The flowers used for the bouquets are grown mainly in the areas of northeastern Japan that were affected by the 2011 earthquake.
More than 20,000 people lost their lives in the three districts of Iwate, Fukushima and Miyag in 2011 and these areas are still trying to recover from the effect.
The sunflowers in the bouquets come from Miyagi. These were first planted by parents of children who lost their lives in the earthquake. These children had taken refuge here. The whole hill is covered with sunflowers every year.
The eustomas and the seals of Solomon come from Fukushima, where they were first cultivated by a non-profit organization in hopes of reviving the local economy.
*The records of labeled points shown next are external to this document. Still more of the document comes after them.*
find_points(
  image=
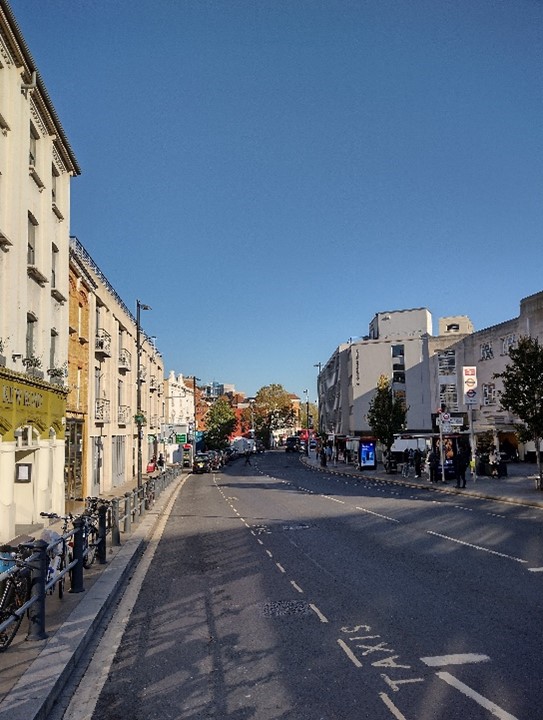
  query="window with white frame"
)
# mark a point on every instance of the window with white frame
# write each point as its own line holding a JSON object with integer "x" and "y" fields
{"x": 31, "y": 251}
{"x": 489, "y": 394}
{"x": 446, "y": 362}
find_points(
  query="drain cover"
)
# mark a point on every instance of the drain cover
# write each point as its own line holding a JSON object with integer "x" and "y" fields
{"x": 286, "y": 608}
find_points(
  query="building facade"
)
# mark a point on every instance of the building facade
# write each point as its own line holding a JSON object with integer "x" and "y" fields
{"x": 427, "y": 371}
{"x": 36, "y": 168}
{"x": 103, "y": 383}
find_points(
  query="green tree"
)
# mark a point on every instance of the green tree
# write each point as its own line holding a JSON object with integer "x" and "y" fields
{"x": 272, "y": 411}
{"x": 387, "y": 413}
{"x": 221, "y": 421}
{"x": 313, "y": 416}
{"x": 522, "y": 393}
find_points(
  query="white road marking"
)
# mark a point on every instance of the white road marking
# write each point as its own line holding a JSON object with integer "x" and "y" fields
{"x": 346, "y": 649}
{"x": 473, "y": 695}
{"x": 390, "y": 705}
{"x": 318, "y": 613}
{"x": 476, "y": 547}
{"x": 459, "y": 659}
{"x": 370, "y": 512}
{"x": 329, "y": 497}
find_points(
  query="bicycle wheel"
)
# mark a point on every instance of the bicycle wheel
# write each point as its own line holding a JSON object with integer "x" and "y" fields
{"x": 14, "y": 596}
{"x": 91, "y": 545}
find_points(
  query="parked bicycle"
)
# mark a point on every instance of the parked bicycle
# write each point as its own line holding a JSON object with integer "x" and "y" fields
{"x": 14, "y": 591}
{"x": 59, "y": 552}
{"x": 91, "y": 532}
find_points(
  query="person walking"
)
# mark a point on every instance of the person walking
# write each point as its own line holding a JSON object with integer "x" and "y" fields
{"x": 461, "y": 467}
{"x": 433, "y": 465}
{"x": 417, "y": 461}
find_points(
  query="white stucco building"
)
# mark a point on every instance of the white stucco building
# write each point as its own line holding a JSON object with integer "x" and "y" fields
{"x": 36, "y": 168}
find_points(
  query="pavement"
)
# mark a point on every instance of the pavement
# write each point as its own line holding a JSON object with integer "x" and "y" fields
{"x": 33, "y": 673}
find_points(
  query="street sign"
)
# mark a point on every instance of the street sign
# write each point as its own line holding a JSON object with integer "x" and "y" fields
{"x": 469, "y": 377}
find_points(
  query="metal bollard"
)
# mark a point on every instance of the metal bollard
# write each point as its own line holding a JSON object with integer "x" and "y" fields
{"x": 36, "y": 612}
{"x": 102, "y": 532}
{"x": 77, "y": 584}
{"x": 128, "y": 512}
{"x": 115, "y": 532}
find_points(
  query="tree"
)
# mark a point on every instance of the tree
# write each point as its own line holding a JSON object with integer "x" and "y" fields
{"x": 522, "y": 393}
{"x": 387, "y": 413}
{"x": 221, "y": 421}
{"x": 313, "y": 416}
{"x": 272, "y": 410}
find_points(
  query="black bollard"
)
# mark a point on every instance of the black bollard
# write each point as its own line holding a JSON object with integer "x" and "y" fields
{"x": 102, "y": 531}
{"x": 77, "y": 584}
{"x": 36, "y": 612}
{"x": 115, "y": 532}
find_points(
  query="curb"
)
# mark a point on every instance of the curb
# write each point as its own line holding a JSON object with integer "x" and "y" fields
{"x": 405, "y": 483}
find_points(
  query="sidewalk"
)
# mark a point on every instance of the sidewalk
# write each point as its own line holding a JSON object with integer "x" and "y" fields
{"x": 33, "y": 673}
{"x": 517, "y": 488}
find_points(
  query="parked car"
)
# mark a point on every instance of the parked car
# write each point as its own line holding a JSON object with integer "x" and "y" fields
{"x": 201, "y": 463}
{"x": 215, "y": 459}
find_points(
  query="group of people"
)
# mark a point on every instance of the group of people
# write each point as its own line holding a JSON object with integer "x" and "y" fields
{"x": 414, "y": 458}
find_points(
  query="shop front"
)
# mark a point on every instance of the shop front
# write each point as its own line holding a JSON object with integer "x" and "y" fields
{"x": 32, "y": 431}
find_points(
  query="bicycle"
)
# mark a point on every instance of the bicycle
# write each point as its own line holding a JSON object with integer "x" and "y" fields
{"x": 14, "y": 591}
{"x": 91, "y": 534}
{"x": 59, "y": 559}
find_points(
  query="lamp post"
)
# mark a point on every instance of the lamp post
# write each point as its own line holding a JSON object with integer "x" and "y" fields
{"x": 139, "y": 414}
{"x": 194, "y": 380}
{"x": 307, "y": 421}
{"x": 319, "y": 368}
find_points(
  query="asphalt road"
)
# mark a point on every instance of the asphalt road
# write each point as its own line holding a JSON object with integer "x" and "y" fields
{"x": 274, "y": 592}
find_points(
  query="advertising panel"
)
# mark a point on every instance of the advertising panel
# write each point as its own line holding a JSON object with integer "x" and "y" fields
{"x": 366, "y": 450}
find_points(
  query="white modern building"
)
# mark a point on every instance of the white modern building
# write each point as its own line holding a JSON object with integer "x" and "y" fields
{"x": 36, "y": 168}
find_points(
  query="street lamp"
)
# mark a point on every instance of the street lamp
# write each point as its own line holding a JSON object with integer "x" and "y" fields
{"x": 319, "y": 368}
{"x": 139, "y": 414}
{"x": 307, "y": 420}
{"x": 194, "y": 381}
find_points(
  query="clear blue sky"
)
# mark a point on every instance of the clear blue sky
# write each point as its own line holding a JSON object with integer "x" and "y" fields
{"x": 269, "y": 174}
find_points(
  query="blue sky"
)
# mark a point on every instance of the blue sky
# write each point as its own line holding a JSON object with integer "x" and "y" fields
{"x": 269, "y": 174}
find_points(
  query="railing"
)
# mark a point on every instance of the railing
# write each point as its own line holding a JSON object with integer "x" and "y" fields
{"x": 123, "y": 414}
{"x": 125, "y": 359}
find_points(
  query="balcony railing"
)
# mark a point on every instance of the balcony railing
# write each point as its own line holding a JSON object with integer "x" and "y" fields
{"x": 125, "y": 360}
{"x": 102, "y": 344}
{"x": 123, "y": 414}
{"x": 101, "y": 413}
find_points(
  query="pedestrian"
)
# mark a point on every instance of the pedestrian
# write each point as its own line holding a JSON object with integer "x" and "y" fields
{"x": 417, "y": 460}
{"x": 493, "y": 461}
{"x": 461, "y": 466}
{"x": 323, "y": 457}
{"x": 433, "y": 465}
{"x": 405, "y": 467}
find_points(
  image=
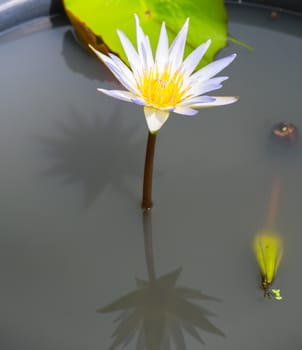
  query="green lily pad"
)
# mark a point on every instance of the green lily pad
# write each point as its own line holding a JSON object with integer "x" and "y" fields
{"x": 96, "y": 22}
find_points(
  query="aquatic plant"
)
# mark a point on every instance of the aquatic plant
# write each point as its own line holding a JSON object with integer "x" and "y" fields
{"x": 164, "y": 83}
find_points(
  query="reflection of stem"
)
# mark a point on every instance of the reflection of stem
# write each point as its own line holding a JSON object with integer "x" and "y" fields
{"x": 148, "y": 172}
{"x": 147, "y": 224}
{"x": 274, "y": 202}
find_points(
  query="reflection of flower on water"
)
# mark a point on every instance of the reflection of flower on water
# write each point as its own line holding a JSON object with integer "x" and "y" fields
{"x": 95, "y": 153}
{"x": 158, "y": 312}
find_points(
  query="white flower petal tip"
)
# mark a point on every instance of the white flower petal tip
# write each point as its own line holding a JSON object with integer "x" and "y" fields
{"x": 155, "y": 118}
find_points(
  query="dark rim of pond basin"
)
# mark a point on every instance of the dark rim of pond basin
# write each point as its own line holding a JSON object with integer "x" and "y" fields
{"x": 13, "y": 13}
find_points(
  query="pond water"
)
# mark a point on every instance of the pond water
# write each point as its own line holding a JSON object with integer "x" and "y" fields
{"x": 72, "y": 235}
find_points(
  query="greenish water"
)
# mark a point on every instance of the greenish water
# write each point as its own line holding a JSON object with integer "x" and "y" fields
{"x": 72, "y": 237}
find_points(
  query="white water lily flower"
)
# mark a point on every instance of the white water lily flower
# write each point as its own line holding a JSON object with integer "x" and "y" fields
{"x": 165, "y": 83}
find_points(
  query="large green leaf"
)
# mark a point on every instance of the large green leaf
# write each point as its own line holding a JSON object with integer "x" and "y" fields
{"x": 96, "y": 22}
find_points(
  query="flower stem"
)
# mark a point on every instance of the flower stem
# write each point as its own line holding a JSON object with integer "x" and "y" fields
{"x": 147, "y": 225}
{"x": 148, "y": 172}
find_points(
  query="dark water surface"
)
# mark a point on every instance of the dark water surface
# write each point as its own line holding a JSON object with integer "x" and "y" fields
{"x": 72, "y": 237}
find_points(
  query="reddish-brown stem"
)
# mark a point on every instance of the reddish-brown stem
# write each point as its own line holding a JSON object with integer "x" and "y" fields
{"x": 148, "y": 172}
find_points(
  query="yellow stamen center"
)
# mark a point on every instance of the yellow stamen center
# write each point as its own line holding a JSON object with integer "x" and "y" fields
{"x": 162, "y": 90}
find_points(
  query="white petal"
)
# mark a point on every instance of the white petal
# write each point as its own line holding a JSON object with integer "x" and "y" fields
{"x": 219, "y": 101}
{"x": 130, "y": 52}
{"x": 155, "y": 118}
{"x": 211, "y": 69}
{"x": 121, "y": 95}
{"x": 176, "y": 50}
{"x": 194, "y": 58}
{"x": 185, "y": 111}
{"x": 196, "y": 100}
{"x": 161, "y": 56}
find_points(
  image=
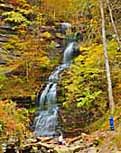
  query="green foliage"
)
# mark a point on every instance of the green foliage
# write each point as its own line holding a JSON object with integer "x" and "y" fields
{"x": 83, "y": 87}
{"x": 87, "y": 98}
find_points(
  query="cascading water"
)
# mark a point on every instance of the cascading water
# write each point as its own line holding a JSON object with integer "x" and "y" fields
{"x": 46, "y": 122}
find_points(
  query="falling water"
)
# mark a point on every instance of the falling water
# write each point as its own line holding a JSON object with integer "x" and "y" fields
{"x": 46, "y": 123}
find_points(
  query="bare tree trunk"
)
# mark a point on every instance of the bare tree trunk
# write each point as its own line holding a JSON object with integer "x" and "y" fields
{"x": 113, "y": 24}
{"x": 110, "y": 94}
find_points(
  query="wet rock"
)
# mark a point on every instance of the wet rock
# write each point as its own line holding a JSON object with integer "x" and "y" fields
{"x": 62, "y": 150}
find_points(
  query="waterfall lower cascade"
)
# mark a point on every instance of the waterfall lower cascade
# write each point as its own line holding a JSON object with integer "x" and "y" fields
{"x": 46, "y": 122}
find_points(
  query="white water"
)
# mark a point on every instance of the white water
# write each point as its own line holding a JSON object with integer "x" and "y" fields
{"x": 46, "y": 122}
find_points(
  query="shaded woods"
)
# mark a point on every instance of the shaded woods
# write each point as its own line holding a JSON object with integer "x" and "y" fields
{"x": 32, "y": 42}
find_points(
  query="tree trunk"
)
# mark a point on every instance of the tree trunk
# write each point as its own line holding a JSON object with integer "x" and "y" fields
{"x": 113, "y": 24}
{"x": 107, "y": 67}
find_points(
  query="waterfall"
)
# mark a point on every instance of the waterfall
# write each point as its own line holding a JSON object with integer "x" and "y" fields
{"x": 46, "y": 123}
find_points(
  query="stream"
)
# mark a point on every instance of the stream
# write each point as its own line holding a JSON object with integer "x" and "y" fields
{"x": 46, "y": 123}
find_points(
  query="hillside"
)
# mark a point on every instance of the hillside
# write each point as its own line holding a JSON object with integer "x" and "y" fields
{"x": 52, "y": 68}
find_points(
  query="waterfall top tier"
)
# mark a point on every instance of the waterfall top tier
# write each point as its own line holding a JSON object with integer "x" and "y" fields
{"x": 46, "y": 123}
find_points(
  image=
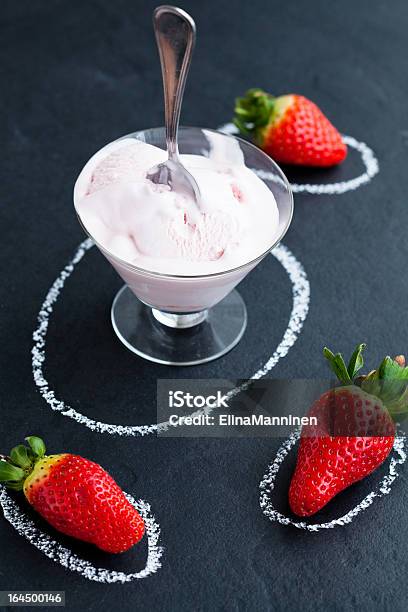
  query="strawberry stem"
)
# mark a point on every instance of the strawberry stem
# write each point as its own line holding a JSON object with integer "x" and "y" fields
{"x": 15, "y": 468}
{"x": 253, "y": 111}
{"x": 389, "y": 382}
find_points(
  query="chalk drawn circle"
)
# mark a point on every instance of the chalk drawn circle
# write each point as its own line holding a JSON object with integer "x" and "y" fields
{"x": 300, "y": 307}
{"x": 267, "y": 484}
{"x": 367, "y": 157}
{"x": 65, "y": 557}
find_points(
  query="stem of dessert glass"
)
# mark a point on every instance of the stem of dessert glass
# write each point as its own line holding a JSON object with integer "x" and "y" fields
{"x": 179, "y": 321}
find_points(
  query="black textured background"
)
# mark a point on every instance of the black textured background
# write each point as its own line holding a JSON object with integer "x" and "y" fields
{"x": 75, "y": 75}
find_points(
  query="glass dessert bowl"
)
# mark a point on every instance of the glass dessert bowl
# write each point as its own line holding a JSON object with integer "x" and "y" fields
{"x": 186, "y": 319}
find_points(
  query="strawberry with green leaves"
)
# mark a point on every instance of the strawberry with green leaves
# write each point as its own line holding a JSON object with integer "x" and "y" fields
{"x": 74, "y": 495}
{"x": 355, "y": 430}
{"x": 291, "y": 129}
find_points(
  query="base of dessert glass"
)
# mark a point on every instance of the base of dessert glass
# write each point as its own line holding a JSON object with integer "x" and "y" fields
{"x": 178, "y": 339}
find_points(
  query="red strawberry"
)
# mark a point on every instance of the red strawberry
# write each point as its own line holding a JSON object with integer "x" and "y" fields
{"x": 75, "y": 495}
{"x": 354, "y": 433}
{"x": 291, "y": 129}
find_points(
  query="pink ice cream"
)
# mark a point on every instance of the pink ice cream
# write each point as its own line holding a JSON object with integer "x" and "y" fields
{"x": 150, "y": 227}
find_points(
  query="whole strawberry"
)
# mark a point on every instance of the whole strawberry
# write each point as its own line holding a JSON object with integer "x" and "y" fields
{"x": 354, "y": 433}
{"x": 291, "y": 129}
{"x": 74, "y": 495}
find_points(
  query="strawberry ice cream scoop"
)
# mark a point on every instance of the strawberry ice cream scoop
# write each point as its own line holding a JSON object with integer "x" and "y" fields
{"x": 159, "y": 230}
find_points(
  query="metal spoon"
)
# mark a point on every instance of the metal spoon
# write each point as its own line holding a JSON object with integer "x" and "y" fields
{"x": 175, "y": 37}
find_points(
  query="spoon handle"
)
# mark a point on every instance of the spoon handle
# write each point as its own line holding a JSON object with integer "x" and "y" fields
{"x": 175, "y": 36}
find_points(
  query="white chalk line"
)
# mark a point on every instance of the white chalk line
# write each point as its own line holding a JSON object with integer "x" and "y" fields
{"x": 300, "y": 307}
{"x": 267, "y": 485}
{"x": 367, "y": 157}
{"x": 65, "y": 557}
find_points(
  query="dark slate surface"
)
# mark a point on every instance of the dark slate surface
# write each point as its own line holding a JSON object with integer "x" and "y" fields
{"x": 76, "y": 75}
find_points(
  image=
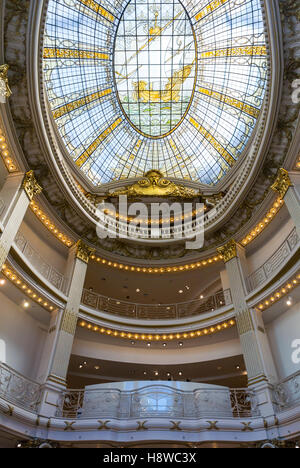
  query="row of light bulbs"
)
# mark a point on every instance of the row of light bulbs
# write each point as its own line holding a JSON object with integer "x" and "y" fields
{"x": 280, "y": 293}
{"x": 27, "y": 290}
{"x": 160, "y": 270}
{"x": 158, "y": 337}
{"x": 5, "y": 154}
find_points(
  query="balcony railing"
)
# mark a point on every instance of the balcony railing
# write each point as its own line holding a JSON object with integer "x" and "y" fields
{"x": 158, "y": 400}
{"x": 274, "y": 263}
{"x": 50, "y": 273}
{"x": 287, "y": 392}
{"x": 156, "y": 312}
{"x": 19, "y": 390}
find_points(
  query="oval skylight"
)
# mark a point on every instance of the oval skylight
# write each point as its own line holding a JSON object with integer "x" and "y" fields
{"x": 114, "y": 103}
{"x": 155, "y": 65}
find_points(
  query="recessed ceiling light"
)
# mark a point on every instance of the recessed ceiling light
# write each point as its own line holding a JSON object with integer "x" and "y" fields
{"x": 289, "y": 302}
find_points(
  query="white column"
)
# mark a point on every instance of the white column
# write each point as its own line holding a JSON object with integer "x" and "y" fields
{"x": 287, "y": 185}
{"x": 254, "y": 342}
{"x": 16, "y": 195}
{"x": 59, "y": 346}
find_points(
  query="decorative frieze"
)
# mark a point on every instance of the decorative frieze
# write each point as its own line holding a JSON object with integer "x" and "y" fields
{"x": 5, "y": 91}
{"x": 282, "y": 183}
{"x": 83, "y": 251}
{"x": 30, "y": 185}
{"x": 228, "y": 251}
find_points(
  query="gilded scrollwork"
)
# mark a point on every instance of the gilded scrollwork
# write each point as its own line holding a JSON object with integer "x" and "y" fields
{"x": 5, "y": 91}
{"x": 154, "y": 184}
{"x": 228, "y": 251}
{"x": 282, "y": 183}
{"x": 31, "y": 186}
{"x": 83, "y": 251}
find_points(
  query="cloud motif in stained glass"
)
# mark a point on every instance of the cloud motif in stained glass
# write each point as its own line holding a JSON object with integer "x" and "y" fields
{"x": 155, "y": 65}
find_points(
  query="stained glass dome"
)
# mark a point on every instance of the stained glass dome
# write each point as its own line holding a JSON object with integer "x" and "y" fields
{"x": 170, "y": 85}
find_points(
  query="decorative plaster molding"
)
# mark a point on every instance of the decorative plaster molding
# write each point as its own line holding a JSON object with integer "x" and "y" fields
{"x": 282, "y": 183}
{"x": 83, "y": 251}
{"x": 228, "y": 251}
{"x": 30, "y": 185}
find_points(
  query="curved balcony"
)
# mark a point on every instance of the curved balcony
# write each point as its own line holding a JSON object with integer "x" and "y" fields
{"x": 146, "y": 410}
{"x": 49, "y": 273}
{"x": 274, "y": 263}
{"x": 156, "y": 312}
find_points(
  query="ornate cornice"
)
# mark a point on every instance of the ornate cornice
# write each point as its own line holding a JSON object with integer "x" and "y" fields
{"x": 282, "y": 183}
{"x": 154, "y": 184}
{"x": 30, "y": 185}
{"x": 228, "y": 251}
{"x": 83, "y": 251}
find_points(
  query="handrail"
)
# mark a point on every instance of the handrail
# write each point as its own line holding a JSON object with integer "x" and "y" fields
{"x": 274, "y": 262}
{"x": 159, "y": 311}
{"x": 157, "y": 400}
{"x": 287, "y": 392}
{"x": 151, "y": 400}
{"x": 19, "y": 390}
{"x": 50, "y": 273}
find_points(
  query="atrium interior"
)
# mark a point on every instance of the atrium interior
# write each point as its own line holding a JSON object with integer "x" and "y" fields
{"x": 149, "y": 224}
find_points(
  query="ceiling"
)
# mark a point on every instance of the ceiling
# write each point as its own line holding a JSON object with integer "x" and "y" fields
{"x": 140, "y": 85}
{"x": 88, "y": 371}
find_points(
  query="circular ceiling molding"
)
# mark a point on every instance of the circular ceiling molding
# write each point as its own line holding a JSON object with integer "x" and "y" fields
{"x": 139, "y": 85}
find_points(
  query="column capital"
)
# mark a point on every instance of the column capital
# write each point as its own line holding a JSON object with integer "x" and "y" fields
{"x": 83, "y": 251}
{"x": 228, "y": 251}
{"x": 282, "y": 182}
{"x": 30, "y": 185}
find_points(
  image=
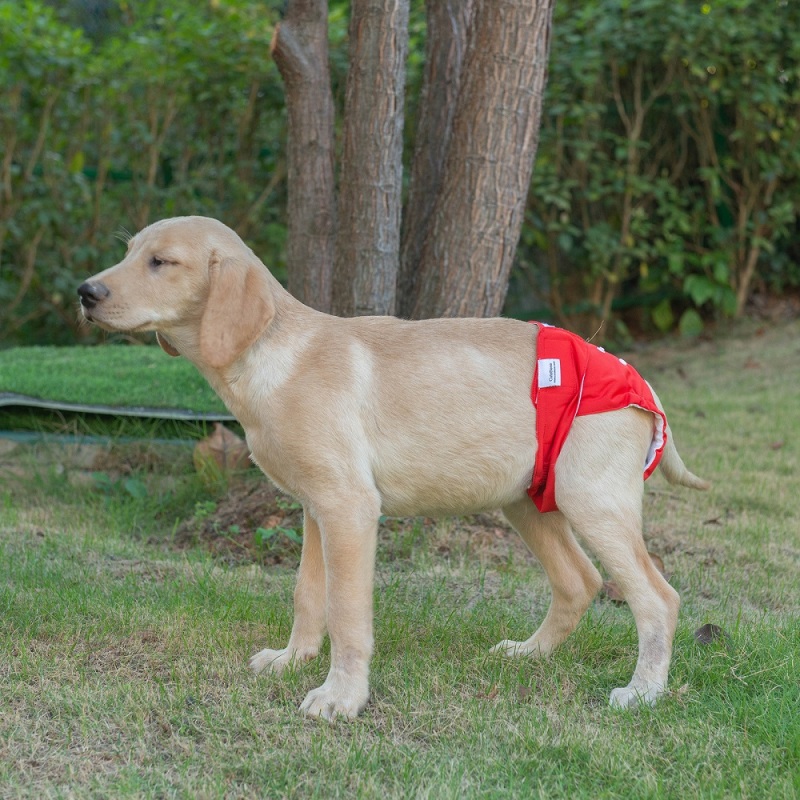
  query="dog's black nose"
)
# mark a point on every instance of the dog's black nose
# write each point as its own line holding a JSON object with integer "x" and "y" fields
{"x": 92, "y": 293}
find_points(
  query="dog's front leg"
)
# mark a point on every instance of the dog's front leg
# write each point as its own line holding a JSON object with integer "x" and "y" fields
{"x": 308, "y": 627}
{"x": 349, "y": 537}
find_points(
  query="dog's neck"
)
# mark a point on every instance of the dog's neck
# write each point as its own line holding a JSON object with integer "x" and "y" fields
{"x": 261, "y": 369}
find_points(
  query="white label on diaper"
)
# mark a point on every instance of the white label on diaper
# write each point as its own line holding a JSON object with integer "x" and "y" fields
{"x": 549, "y": 372}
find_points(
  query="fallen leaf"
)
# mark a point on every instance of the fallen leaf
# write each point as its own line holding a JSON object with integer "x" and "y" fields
{"x": 709, "y": 633}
The land there became unsuitable for agricultural production.
The indigo blue flowers, gentian, are grown in Iwate
Together, these flowers represent the disaster-affected regions of Japan and aim to draw people’s attention to those cities.
Aspidistras, were cultivated in Tokyo and symbolize the host city of the 2020 Olympic Games.
What a great way to remember those who were struck by one of the world’s greatest natural tragedies.